The Smartwings Group, which includes the Smartwings and CSA brands, transported 1.8 million passengers in 2020, an 81.5 percent decline from the previous year. The coronavirus crisis caused a dramatic decrease. The group’s sales fell by 90 percent.
Last year, the group laid off 600 employees and sought relief by filing for an extraordinary moratorium under Czech law to defer its debt payments.
On scheduled flights and charter flights under the Smartwings and CSA brands, the group carried more than 1.3 million passengers, down 83.7 percent year-on-year. Another 451,000 passengers flew on chartered flights. Last year, air traffic dropped sharply, by 78.4 percent year on year to about 13,500 flights.
At the beginning of last year, the airline was doing well, according to Smartwings CEO Roman Vik, originally on track for their best result in its history. In the spring, however, they instead had to face an unprecedented crisis in aviation. “Due to the drastic decline in demand caused by extraordinary circumstances, we were forced to implement very drastic austerity measures and take many major steps,” said Vik.

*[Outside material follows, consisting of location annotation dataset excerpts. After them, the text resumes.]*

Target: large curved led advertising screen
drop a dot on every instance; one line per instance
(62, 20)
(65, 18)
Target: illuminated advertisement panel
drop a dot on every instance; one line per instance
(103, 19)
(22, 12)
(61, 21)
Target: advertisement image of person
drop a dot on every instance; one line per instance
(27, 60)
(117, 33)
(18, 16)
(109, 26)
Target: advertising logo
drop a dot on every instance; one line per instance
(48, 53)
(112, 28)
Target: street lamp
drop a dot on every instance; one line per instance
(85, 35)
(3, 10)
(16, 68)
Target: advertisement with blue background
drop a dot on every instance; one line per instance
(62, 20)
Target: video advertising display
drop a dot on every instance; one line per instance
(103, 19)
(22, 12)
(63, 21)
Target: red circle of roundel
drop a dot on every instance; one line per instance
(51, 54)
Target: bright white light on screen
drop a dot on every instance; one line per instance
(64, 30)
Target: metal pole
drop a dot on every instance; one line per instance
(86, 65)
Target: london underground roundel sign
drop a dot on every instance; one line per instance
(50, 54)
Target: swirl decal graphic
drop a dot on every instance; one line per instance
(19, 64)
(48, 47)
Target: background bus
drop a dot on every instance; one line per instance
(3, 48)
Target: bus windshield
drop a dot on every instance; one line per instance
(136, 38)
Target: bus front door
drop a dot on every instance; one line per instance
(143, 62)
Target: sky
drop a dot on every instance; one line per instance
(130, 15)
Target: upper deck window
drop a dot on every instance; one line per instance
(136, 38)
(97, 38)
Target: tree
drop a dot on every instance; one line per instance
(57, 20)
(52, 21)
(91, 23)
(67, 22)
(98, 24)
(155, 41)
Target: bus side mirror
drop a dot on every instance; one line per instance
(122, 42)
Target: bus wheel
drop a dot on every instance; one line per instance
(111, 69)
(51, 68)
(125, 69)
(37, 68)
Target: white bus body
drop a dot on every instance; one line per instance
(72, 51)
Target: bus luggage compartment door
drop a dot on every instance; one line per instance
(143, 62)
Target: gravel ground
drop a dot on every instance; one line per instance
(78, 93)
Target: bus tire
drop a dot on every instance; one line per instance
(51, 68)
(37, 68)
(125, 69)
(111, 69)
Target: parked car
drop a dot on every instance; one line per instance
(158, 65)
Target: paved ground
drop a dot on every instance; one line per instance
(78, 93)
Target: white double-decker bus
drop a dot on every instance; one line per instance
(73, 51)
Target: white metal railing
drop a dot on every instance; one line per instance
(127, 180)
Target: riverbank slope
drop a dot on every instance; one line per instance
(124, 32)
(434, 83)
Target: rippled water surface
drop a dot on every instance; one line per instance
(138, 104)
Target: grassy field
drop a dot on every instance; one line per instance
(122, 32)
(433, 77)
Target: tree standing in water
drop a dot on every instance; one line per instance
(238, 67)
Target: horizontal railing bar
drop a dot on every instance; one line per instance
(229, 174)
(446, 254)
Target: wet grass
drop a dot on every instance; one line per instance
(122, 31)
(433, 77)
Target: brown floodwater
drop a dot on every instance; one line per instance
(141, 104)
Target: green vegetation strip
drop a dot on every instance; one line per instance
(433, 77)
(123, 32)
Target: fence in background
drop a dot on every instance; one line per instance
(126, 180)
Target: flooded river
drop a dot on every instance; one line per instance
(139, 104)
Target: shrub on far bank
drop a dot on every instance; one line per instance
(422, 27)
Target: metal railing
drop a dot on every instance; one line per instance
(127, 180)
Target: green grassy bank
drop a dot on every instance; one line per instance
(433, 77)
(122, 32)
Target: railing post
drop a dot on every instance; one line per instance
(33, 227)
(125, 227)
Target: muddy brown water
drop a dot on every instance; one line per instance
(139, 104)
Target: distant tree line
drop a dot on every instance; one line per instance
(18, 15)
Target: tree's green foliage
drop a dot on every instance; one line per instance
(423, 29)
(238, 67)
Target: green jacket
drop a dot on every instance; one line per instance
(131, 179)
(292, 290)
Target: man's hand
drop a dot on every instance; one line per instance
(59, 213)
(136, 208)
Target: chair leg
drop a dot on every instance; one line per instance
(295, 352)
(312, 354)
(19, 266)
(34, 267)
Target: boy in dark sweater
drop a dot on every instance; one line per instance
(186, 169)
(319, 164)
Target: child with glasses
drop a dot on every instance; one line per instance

In the spring, the group stopped all its flights from the Czech Republic. Although the operation was gradually renewed during the year, it has not yet returned to the pre-crisis level. Also, further flight cancellations occurred in the autumn. Due to the drop in sales, the company got into economic trouble, due to which it asked the state for help. Specifically, it negotiated with the government a loan or a guarantee for a loan worth approximately 900 million crowns, but in the end, the company did not receive targeted support. As part of austerity measures, the group decided to gradually lay off up to 600 employees, almost a quarter of the total number of employees. This involved pilots, stewards, and administrative staff. At the end of last summer, the company requested an extraordinary moratorium, deferral of debts due to coronavirus, made possible by a law called Lex covid to mitigate the effects of the coronavirus epidemic.
“Now, the key to returning to travel is successfully mastering the vaccination population. Our goal is to be a major player in the European air transport market and a competitive airline,” added Vik.
Last year, in addition to the Czech Republic, the group also flew from France, Poland, Hungary, Slovakia, and the Canary Islands. In addition to commercial operations, last year, the airline also participated in transporting medical supplies from China and the repatriation of Czech citizens from some remote places. The group also solved operational problems the year before last, then due to Boeing 737 MAX airplanes’ forced shutdown. These should gradually return to operation during this year.
Smartwings Group is a part of the Unimex Group, owned by Jiří Šimáně and Jaromír Šmejkal. The Chinese investment company Citic Europe holds a 49.9 percent stake in the carrier.